Pulsed Laser Modulated Shock Transition from Liquid Metal Nanoparticles to Mechanically and Thermally Robust Solid-Liquid Patterns.

In this work, a general mechanism is discovered to form liquid-metal-based, stable and stretchable conductive patterns on rigid and soft substrates. It is discovered that pulsed laser irradiation of liquid metal nanoparticles (LMNPs) with tunable conditions can induce transformation to stable and stretchable solid-liquid (S-L) dual phases on various surfaces. Formation of this unique solid-liquid composite phase is the key to change the wetting behavior of the conductive patterns on various substrates and enables mechanically stable patterns on various substrates.

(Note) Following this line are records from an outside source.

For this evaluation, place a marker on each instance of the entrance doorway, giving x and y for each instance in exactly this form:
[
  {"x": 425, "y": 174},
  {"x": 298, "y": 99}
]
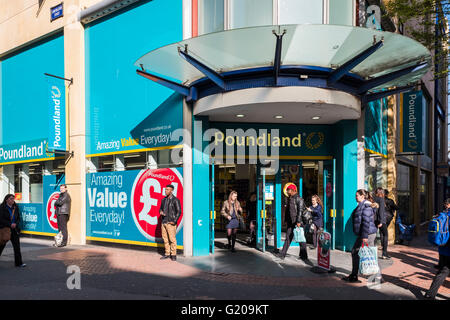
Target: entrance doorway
[{"x": 310, "y": 177}]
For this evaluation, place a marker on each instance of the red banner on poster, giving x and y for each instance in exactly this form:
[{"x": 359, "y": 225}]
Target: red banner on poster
[{"x": 323, "y": 250}]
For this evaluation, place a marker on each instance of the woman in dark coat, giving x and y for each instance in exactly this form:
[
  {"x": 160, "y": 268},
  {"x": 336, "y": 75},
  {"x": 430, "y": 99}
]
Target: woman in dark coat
[
  {"x": 364, "y": 228},
  {"x": 317, "y": 216},
  {"x": 10, "y": 218}
]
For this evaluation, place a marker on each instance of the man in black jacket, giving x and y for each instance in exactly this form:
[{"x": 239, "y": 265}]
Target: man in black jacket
[
  {"x": 62, "y": 206},
  {"x": 10, "y": 218},
  {"x": 170, "y": 211},
  {"x": 380, "y": 221},
  {"x": 293, "y": 217}
]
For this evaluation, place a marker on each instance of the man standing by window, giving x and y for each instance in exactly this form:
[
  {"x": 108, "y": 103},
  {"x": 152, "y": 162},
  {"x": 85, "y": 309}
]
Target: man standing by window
[
  {"x": 62, "y": 206},
  {"x": 170, "y": 210}
]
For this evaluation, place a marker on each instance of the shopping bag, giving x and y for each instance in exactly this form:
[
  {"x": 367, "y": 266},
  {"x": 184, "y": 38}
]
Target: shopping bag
[
  {"x": 299, "y": 235},
  {"x": 58, "y": 238},
  {"x": 5, "y": 235},
  {"x": 368, "y": 260},
  {"x": 242, "y": 224}
]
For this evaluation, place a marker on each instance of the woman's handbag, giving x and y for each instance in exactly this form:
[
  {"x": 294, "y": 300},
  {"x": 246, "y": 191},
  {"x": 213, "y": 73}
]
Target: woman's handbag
[
  {"x": 299, "y": 235},
  {"x": 5, "y": 235},
  {"x": 368, "y": 262}
]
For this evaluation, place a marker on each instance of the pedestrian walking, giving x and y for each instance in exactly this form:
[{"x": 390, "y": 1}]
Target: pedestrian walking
[
  {"x": 364, "y": 228},
  {"x": 444, "y": 263},
  {"x": 251, "y": 214},
  {"x": 10, "y": 218},
  {"x": 381, "y": 221},
  {"x": 170, "y": 211},
  {"x": 294, "y": 218},
  {"x": 232, "y": 211},
  {"x": 62, "y": 206},
  {"x": 317, "y": 217}
]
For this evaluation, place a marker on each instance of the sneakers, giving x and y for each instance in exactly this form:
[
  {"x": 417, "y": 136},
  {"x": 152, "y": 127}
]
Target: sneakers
[{"x": 352, "y": 279}]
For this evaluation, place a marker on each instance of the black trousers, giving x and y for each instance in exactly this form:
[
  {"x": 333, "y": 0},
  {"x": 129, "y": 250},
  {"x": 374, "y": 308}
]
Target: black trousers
[
  {"x": 16, "y": 246},
  {"x": 384, "y": 237},
  {"x": 441, "y": 275},
  {"x": 289, "y": 236},
  {"x": 62, "y": 226}
]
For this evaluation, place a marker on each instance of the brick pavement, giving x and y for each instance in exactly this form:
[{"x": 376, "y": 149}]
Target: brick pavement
[{"x": 411, "y": 269}]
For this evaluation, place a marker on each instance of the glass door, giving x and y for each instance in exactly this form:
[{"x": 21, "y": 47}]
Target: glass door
[
  {"x": 212, "y": 210},
  {"x": 329, "y": 198}
]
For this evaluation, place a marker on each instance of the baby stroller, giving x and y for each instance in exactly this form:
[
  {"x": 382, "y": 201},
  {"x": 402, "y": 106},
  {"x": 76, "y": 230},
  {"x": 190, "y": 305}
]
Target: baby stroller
[{"x": 405, "y": 232}]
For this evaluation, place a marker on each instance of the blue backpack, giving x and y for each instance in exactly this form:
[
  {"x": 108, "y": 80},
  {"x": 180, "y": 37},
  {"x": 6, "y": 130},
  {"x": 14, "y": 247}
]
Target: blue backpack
[{"x": 438, "y": 229}]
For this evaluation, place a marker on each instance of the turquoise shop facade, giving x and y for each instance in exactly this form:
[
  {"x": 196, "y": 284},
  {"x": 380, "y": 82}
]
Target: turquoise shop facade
[{"x": 128, "y": 117}]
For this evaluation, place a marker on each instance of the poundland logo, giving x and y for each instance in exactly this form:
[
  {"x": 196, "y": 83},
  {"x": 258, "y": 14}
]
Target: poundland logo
[
  {"x": 56, "y": 119},
  {"x": 22, "y": 152}
]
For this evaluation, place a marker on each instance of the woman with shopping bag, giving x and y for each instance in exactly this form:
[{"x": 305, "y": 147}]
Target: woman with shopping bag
[{"x": 365, "y": 230}]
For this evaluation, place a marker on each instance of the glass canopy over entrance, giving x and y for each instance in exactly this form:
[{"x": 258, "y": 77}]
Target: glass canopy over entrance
[{"x": 356, "y": 60}]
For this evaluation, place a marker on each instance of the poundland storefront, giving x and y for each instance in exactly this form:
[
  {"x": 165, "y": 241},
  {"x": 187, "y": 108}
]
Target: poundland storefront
[{"x": 249, "y": 105}]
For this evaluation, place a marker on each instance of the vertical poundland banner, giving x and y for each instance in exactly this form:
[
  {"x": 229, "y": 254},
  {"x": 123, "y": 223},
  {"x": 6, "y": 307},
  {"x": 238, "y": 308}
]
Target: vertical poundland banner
[
  {"x": 411, "y": 122},
  {"x": 57, "y": 114}
]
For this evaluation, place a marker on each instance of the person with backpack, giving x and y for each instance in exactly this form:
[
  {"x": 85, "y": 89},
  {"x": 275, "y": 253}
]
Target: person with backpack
[
  {"x": 381, "y": 221},
  {"x": 438, "y": 234},
  {"x": 364, "y": 228}
]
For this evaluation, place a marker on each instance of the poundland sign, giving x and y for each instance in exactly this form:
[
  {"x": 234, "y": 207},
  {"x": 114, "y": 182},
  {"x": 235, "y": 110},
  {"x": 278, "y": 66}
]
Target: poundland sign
[
  {"x": 57, "y": 114},
  {"x": 23, "y": 152},
  {"x": 411, "y": 122}
]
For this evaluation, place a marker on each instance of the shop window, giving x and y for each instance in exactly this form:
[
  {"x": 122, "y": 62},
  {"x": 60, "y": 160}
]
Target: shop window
[
  {"x": 105, "y": 163},
  {"x": 301, "y": 11},
  {"x": 210, "y": 16},
  {"x": 36, "y": 186},
  {"x": 404, "y": 194},
  {"x": 424, "y": 196},
  {"x": 375, "y": 172},
  {"x": 249, "y": 13},
  {"x": 341, "y": 12}
]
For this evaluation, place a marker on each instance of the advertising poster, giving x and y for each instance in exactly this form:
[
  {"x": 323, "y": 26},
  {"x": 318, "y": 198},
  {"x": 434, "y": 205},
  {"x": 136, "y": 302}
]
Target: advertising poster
[
  {"x": 123, "y": 206},
  {"x": 40, "y": 218}
]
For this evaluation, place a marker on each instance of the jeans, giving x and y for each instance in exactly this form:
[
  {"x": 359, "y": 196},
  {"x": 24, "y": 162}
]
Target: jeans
[
  {"x": 16, "y": 246},
  {"x": 355, "y": 250},
  {"x": 441, "y": 275},
  {"x": 62, "y": 226},
  {"x": 384, "y": 237},
  {"x": 169, "y": 233}
]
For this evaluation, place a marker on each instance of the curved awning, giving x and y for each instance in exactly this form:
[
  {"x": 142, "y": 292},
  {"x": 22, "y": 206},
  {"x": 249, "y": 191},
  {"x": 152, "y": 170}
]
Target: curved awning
[{"x": 352, "y": 59}]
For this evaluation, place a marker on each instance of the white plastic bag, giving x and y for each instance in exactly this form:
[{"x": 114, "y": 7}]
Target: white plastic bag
[{"x": 368, "y": 261}]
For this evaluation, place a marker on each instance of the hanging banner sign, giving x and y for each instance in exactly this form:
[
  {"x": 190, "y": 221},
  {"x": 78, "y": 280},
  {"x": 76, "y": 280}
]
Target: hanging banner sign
[
  {"x": 411, "y": 122},
  {"x": 57, "y": 114}
]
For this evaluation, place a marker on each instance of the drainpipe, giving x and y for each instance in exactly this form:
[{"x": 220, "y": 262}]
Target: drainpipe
[{"x": 102, "y": 9}]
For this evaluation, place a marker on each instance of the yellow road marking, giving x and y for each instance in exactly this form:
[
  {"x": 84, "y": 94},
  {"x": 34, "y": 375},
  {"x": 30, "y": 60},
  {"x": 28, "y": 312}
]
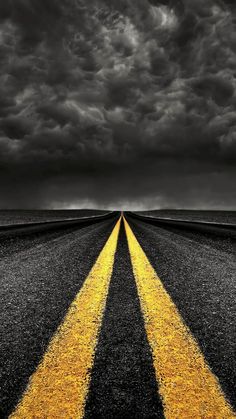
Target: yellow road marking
[
  {"x": 59, "y": 387},
  {"x": 188, "y": 388}
]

Pulsed-laser-driven thermo-mechanical shock momentum is important for rupture and joining of the LMNPs, providing much better control than the traditional mechanical sintering. The solid nanophase forms a nanoporous matrix filled with and wetted by the LM, thereby providing a stabilization mechanism for the S-L composite patterned thin film. The mechanical and thermal reliability of the solid-liquid patterns is investigated. The S-L patterns can stretch up to 30% strain and cycle stably for 7000 cycles. It can be heated up to 177 degrees C with an input power of 0.58 W. The solid-liquid composite film provides great opportunity for various applications as a flexible conductor with unique mechanical and physics properties and further inspires design of LM devices for completely exposed applications.